Attempts by the ruling Communist Party to tackle the health crisis include the Healthy China 2030 campaign launched in 2019 to reduce premature deaths, control risk factors and build health care capacity. There are now more smoking bans in public places such as high-speed trains, shops and restaurants. Even last year’s crackdown on children’s screen time can be seen as part of efforts to reduce burgeoning obesity and improve health outcomes.

However, obstacles remain such as the government’s reliance on cigarette tax, which provides about 10% of the tax base through state-controlled tobacco monopolies.

“Western” problems

A man with a mask around his chin smokes a cigarette with a dusty sky in the background
A man walks down a street while smoking a cigarette during a sandstorm in Beijing’s financial district. Photography: Nicolas Asfouri/AFP/Getty Images

The health crisis can in many ways be attributed to China’s stratospheric economic growth since the late 1970s, when people began to be able to consume a more Western diet and acquire Western-style habits.

In 1978, most Chinese were on a subsistence diet. In 1988, they were consuming 60% more pork and 150% more vegetable oil, Wang said, which improved their nutrition enormously. However, at the same time, alcohol consumption increased 3.5 times and the number of cigarette packs smoked doubled.

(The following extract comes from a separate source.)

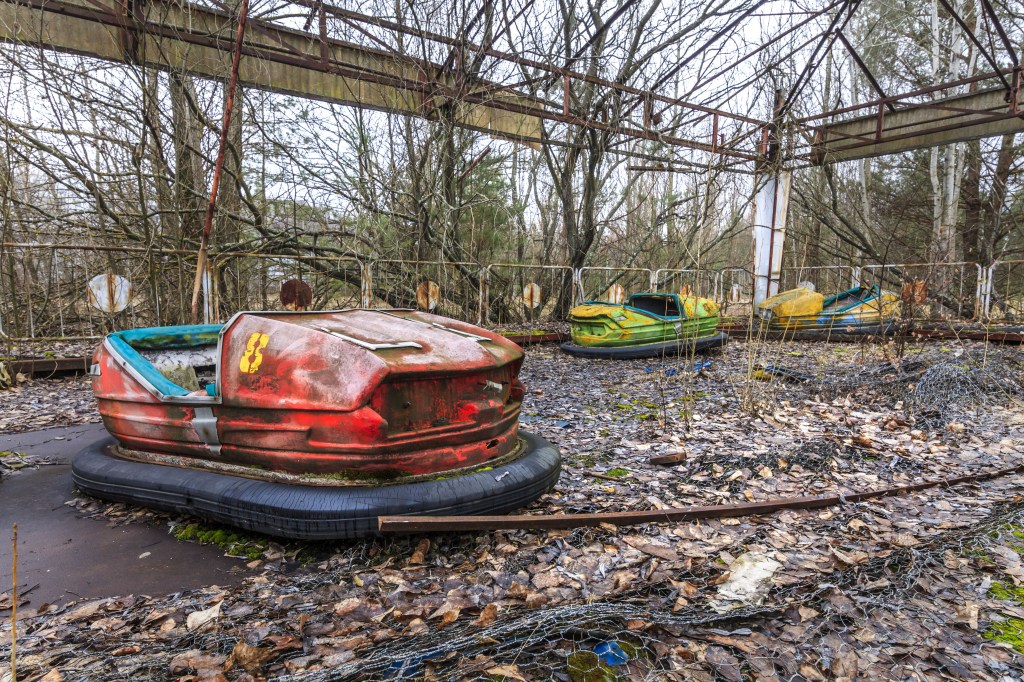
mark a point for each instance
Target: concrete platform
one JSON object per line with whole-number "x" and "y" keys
{"x": 71, "y": 557}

Wang says, “It was almost 30 years ago. But it now comes back as a problem for people later in life. People were consuming alcohol, sugar and tobacco faster than food… There was no awareness of the new malnutrition, overweight people and how quickly it happened.

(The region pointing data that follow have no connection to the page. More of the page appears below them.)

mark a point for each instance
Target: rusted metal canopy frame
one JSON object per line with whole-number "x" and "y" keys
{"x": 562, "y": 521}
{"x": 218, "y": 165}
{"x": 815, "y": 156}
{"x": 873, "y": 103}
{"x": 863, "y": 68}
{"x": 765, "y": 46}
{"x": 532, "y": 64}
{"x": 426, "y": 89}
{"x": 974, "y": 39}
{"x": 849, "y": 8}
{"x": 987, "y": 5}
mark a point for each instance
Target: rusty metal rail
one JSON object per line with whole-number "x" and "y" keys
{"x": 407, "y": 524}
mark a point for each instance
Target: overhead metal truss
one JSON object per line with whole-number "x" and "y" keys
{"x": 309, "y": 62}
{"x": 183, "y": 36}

The high cost of care for a sick and aging population is also a serious obstacle to Beijing’s hopes of reviving a flagging economy. One reason is that a greater share of spending falls on individual households than might be expected in the communist-controlled nation – about a third of health spending per capita. The need to save for health care weighs heavily on the budget of families, who often have only one child to save and take care of the others. This in turn exacerbates the demographic problem, as the current generation of children between the ages of 18 and 40 in China have less money and are less inclined to start their own families.

These growing problems are recognized by the Communist Party leadership and are part of the reason the government is sticking so rigidly to its zero-Covid strategy as the rest of the world has returned to normal life. Beijing knows that the population – especially the elderly living in rural areas – does not have access to good health care, and with underlying health conditions such as heart disease and respiratory disorders already so common. , would be at high risk of spreading Covid. Zero-Covid is estimated to have saved a million Chinese lives.

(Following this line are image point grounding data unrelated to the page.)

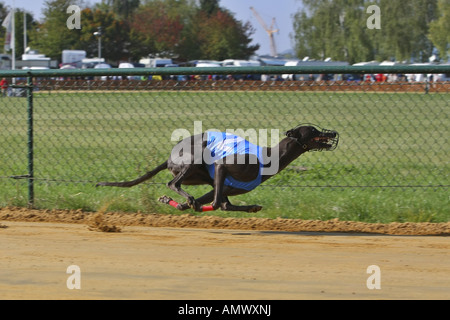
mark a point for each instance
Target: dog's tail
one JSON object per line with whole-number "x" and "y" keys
{"x": 128, "y": 184}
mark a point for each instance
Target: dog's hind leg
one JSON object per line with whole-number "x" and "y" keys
{"x": 175, "y": 185}
{"x": 205, "y": 199}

“A health problem means an economic problem”

Hospital hallway with people sitting and standing waiting for medical treatment
People seek treatment at the Traditional Chinese Medicine Hospital in Beijing. Photography: Future Publishing/Getty Images

About 95% of Chinese people have some form of health insurance, but that doesn’t mean health care is affordable. Attempts to reform the public health system have seen the number of private hospitals explode and the total now exceeds public facilities. Care provision varies greatly from province to province and especially from urban to rural areas, but it is still considered highly inefficient and the out-of-pocket expenses of insured people are still very high.

“Chronic diseases are a major contributor to health burden, inequalities in health outcomes and economic burden in China,” a group of academics wrote in The Lancet in 2021.

One of the authors, Professor Barbara McPake, a health economist at the University of Melbourne, says households are facing dire consequences from the growing problem of hidden epidemics in China.

“There are significant out-of-pocket expenses for people with non-communicable diseases in the health system,” she says. “A health problem means you have an economic problem. 95% of people have health insurance but the cost of drugs and care is high. Insurance doesn’t go far, so in some cases it’s insurance not worth having.